# Welches Beckhoff SPS für Gebäudeautomatisierung



## HolgerM (21 Oktober 2013)

Hallo,

welche Beckhoff SPS (CX...) würdet ihr für die Gebäudeautomatisierung empfehlen?

Verarbeitet werden müssen ca. 60 Ein- und 60 Ausgänge. In zwei weiteren Unterverteilungen soll jeweils ein BK9000 zum Einsatz kommen. Diese sollen natürlich auch durch die CX in der Hauptverteilung gesteuert werden.
Für die Visualisierung soll die SPS als Webserver dienen. Die Darstellung der Visualisierung soll über Tablets und/oder PanelPCs mit HTML5 realisiert werden. Hier bräuchte ich den ADS Webservice von Twincat2, oder?

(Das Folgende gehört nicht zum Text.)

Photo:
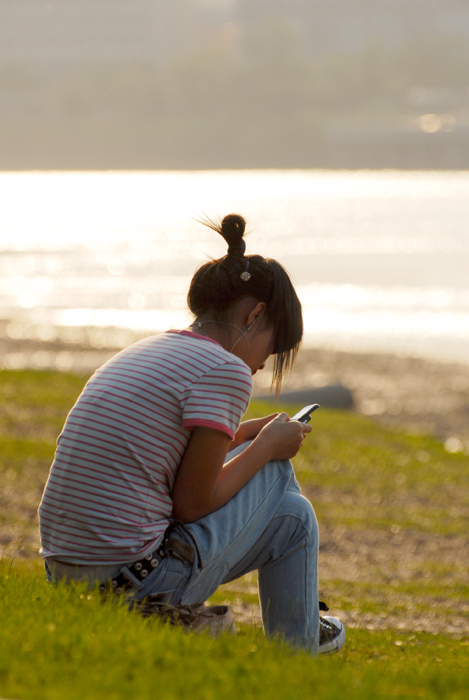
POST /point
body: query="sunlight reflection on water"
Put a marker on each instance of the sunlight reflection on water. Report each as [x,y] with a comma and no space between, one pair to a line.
[380,259]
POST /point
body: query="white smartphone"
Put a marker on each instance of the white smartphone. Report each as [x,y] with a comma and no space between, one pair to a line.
[304,416]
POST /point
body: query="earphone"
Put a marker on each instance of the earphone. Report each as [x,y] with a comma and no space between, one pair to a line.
[251,324]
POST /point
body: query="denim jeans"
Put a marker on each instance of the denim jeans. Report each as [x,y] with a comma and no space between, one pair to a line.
[267,526]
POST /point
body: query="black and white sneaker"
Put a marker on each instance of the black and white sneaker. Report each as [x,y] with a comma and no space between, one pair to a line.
[331,635]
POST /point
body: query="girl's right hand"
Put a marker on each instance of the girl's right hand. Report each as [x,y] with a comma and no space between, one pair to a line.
[284,436]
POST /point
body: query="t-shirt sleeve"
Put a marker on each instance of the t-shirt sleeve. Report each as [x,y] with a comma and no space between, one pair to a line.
[218,399]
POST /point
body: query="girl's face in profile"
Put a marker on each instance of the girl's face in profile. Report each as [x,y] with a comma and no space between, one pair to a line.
[258,349]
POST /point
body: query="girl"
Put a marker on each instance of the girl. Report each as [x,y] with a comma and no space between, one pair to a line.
[158,489]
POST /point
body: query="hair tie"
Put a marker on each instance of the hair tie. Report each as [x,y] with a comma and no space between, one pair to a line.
[246,275]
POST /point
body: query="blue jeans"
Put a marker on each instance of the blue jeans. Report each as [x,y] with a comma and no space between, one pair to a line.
[268,526]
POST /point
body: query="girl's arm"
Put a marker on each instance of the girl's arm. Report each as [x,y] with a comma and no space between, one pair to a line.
[203,484]
[249,429]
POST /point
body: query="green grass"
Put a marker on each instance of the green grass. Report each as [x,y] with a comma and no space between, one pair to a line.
[393,512]
[62,642]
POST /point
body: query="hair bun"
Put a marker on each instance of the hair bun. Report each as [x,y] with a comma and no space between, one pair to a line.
[232,230]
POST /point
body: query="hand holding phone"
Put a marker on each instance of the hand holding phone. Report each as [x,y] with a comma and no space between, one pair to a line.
[304,416]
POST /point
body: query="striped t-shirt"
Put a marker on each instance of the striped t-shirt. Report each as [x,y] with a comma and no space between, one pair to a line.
[108,496]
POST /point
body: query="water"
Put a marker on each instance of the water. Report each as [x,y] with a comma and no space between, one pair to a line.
[380,259]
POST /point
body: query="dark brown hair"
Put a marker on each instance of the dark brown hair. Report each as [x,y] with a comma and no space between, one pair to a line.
[218,285]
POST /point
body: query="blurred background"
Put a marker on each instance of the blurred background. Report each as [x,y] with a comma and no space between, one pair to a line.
[151,84]
[339,129]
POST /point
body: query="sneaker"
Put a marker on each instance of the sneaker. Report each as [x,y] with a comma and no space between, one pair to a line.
[214,619]
[331,635]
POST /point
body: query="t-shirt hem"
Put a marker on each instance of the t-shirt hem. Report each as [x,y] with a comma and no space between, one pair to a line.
[202,423]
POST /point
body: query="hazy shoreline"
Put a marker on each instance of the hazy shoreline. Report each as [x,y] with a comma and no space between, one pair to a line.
[417,394]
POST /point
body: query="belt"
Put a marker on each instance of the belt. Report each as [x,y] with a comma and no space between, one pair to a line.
[140,569]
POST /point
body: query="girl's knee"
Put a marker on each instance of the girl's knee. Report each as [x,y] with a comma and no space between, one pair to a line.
[296,505]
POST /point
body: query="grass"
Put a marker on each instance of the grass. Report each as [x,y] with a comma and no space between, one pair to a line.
[61,642]
[392,510]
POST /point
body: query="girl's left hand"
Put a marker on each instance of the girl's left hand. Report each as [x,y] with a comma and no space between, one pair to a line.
[250,429]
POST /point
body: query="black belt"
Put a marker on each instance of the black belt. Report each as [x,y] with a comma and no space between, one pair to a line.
[140,569]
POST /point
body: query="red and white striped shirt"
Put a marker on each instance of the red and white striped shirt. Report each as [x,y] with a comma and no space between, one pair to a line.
[108,496]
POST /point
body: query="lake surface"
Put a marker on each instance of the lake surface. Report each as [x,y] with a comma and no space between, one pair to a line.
[380,259]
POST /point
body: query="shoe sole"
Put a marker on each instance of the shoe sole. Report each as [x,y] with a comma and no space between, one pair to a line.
[338,642]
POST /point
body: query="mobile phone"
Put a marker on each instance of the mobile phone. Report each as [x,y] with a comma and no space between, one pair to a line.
[304,416]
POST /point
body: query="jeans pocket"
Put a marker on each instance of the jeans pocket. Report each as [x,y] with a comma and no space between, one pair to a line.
[170,578]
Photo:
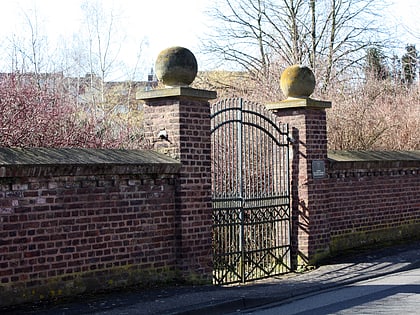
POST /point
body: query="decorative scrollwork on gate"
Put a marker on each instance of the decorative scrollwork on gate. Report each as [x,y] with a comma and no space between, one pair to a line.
[250,192]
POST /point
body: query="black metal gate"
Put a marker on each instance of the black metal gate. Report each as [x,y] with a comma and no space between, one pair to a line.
[250,193]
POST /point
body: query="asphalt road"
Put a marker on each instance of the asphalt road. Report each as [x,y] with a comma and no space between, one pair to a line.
[397,293]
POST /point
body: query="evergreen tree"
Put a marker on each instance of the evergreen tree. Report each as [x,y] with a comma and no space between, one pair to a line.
[409,64]
[376,64]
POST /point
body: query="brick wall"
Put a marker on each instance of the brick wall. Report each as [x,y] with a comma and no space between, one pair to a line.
[70,228]
[185,114]
[373,200]
[310,230]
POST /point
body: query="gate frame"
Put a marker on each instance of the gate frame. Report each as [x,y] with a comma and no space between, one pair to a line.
[231,204]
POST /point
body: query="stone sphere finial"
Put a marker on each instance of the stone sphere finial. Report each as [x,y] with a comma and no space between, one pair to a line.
[297,82]
[176,66]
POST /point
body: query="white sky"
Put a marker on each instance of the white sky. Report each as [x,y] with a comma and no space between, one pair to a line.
[161,23]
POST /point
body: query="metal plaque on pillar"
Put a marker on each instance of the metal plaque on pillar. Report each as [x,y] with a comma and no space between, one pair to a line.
[318,169]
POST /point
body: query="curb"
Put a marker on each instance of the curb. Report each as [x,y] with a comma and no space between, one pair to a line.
[243,304]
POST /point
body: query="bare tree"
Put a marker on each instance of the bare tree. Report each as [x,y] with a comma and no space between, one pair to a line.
[104,44]
[331,36]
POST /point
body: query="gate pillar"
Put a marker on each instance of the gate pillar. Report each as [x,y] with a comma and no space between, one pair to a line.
[177,123]
[309,188]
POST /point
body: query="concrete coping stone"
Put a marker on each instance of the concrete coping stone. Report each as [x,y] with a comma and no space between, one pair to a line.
[373,160]
[184,91]
[84,160]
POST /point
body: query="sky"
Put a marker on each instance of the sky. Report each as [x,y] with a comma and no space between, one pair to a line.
[157,24]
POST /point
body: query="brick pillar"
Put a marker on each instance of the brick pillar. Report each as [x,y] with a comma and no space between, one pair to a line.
[310,223]
[177,123]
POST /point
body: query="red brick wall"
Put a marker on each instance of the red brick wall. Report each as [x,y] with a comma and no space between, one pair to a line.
[370,202]
[187,122]
[65,234]
[309,222]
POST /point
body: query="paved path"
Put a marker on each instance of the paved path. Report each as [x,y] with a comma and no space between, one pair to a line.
[222,300]
[396,293]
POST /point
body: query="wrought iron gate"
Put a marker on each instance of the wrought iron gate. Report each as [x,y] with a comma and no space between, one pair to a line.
[250,193]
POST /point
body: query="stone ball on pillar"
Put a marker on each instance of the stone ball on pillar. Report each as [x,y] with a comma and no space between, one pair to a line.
[176,66]
[297,82]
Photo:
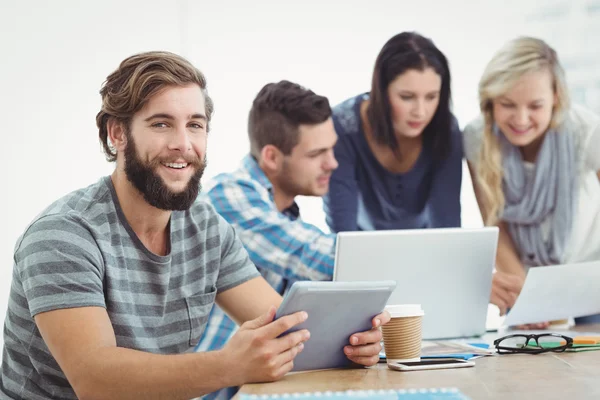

Weiterhin noch eine Frage zum Thema USV. Das Gebäude soll in ca. 2 Jahren mit einem Notstromdiesel ausgestattet werden. Welche USV wäre da zu empfehlen, die die Anlaufzeit des Diesels überbrücken kann. Reicht da eine Kapazitive USV oder sollte da auf die USV mit externer Batterieversorgung zurückgegriffen werden. Sollte man hier dann die Beckhoff USV verwenden, oder lieber auf eine externe USV für die 24V Versorgung setzen?

Viele Grüße
Holger


----------



## Irek (21 Oktober 2013)

@HolgerM

ich wuerde erst Hilfe vom Beckhoff holen, am besten Niederlassung in Moers anrufen.
Da jeden Tag Neuentwicklungen moeglich sind, ist eine Hilfestellung vom Hersteller immer noch das Beste.

Irek


----------



## Licht9885 (23 Oktober 2013)

Hallo

als USV würde ich dir die von Weidmüller empfehlen super im Preis und die Akkus drin sind standartbauteile also kein Problem selbst nach 10 jahren noch neue Akkus zu bekommen bei allen anderen Fragen würde ich dir auch Beckhoff empfehlen.

Als kleiner Tip der CX 9020 hat eine 1 sek USV drin um im Fall der Fälle die Daten zu sichern die drauf sind.


----------



## HolgerM (23 Oktober 2013)

Hallo,

vielen Dank für die Antworten. Die CX9020 ist denke ich genau das was wir brauchen. Auch preislich denke ich liegt die noch im Rahmen.
Reicht diese 1 Sekunden USV um das SPS Programm zu beenden und sinnvoll herunter zu fahren? Also so, dass die Persistent Variablen noch auf der Flash Karte gespeichert werden?
Als Langzeit USV werde ich wohl einfach die 24V mit einer Hutschienen USV und separater Batterie sichern. (Auch die Rauchmelderversorgung)


----------



## Licht9885 (23 Oktober 2013)

Ich glaube die usv ist nur dafür gedacht die persistenten Daten wegzuschreiben aber da kann dir beckhoff genauere Infos drüber geben


----------



## HolgerM (23 Oktober 2013)

Wunderbar. Das würde ja reichen. Allerdings finde ich in den Unterlagen zum CX9020 keine Informationen über 1s USVs.


----------



## Irek (23 Oktober 2013)

Hi,

CX9020 = NOVRAM 128 kB
CX8090 = 1s USV (1 MB peresistente Daten)


----------